The 9p22/KMT2A::MLLT3 group
Within this group, patients with FAB-M5 had superior EFS (65.9% [95% CI, 60.2-71.6] vs 37.9% [95% CI, 26.9-48.9]; P < .01) and OS (80.3% [95% CI, 75.6-85.0] vs 52.3% [95% CI, 42.0-63.5]; P < .01), and lower CIR (24.5% [95% CI, 19.4-29.9] vs 48.6% [95% CI, 35.9-60.1]; P < .01) than patients with non–FAB-M5 (supplemental Table 7). In multivariable analyses (supplemental Table 8), FAB-M5 was independently associated with superior EFS (HR, 0.5; P < .01) and OS (HR, 0.4; P < .01) and lower CIR (HR, 0.5; P < .01), whereas trisomy 6 was independently associated with inferior EFS (HR, 2.2; P < .01) and OS (HR, 2.3; P = .01) and higher CIR (HR, 2.7; P < .01).
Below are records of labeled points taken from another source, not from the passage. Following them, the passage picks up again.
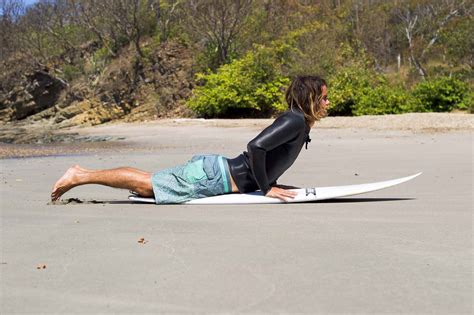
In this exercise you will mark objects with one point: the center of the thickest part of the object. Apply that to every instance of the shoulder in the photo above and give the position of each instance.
(292, 118)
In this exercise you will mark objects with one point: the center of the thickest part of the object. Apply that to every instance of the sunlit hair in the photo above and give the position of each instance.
(305, 93)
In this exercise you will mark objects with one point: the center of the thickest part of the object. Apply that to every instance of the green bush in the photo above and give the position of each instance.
(442, 94)
(346, 88)
(384, 99)
(250, 86)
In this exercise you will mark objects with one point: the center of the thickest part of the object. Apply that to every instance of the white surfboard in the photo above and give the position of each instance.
(303, 194)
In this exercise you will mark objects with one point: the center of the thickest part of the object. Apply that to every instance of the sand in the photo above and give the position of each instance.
(406, 249)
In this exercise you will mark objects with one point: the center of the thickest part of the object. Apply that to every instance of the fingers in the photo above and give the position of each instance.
(284, 195)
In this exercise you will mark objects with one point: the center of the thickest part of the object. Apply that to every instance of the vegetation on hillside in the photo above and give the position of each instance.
(378, 56)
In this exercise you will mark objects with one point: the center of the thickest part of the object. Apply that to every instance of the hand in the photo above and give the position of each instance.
(282, 194)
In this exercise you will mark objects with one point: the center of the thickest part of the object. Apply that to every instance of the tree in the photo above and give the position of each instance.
(218, 22)
(422, 23)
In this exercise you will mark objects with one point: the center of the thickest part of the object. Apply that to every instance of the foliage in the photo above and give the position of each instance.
(443, 94)
(72, 72)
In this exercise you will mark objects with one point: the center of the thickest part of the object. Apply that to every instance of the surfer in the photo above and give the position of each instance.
(267, 157)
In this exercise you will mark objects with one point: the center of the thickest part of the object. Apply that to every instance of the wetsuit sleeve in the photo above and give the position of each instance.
(283, 129)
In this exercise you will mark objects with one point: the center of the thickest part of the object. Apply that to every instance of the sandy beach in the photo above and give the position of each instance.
(403, 250)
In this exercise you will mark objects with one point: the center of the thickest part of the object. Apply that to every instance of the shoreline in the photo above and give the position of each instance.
(122, 137)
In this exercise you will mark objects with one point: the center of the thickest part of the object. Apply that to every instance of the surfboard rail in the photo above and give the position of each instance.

Subsequently, multivariable analyses were performed including a combination variable of FAB-type and trisomy 6, showing that, in reference to FAB-M5/no trisomy 6, the combinations of FAB-M5/trisomy 6, non–FAB-M5/no trisomy 6, or non–FAB-M5/trisomy 6 were all independently associated with inferior EFS ([HR, 3.9; P < .01], [HR, 2.3; P < .01], and [HR, 3.1; P < .01], respectively) and OS ([HR, 4.3; P < .01], HR, 2.8; P < .01], and [HR, 4.1; P < .01], respectively) and higher CIR ([HR, 3.3; P = .02], [HR, 2.1; P < .01], and [HR, 5.0; P < .01], respectively). The prognostic value of recurring ACAs within other KMT2A-r groups was explored, but none were significantly associated with EFS, CIR, or OS (data not shown).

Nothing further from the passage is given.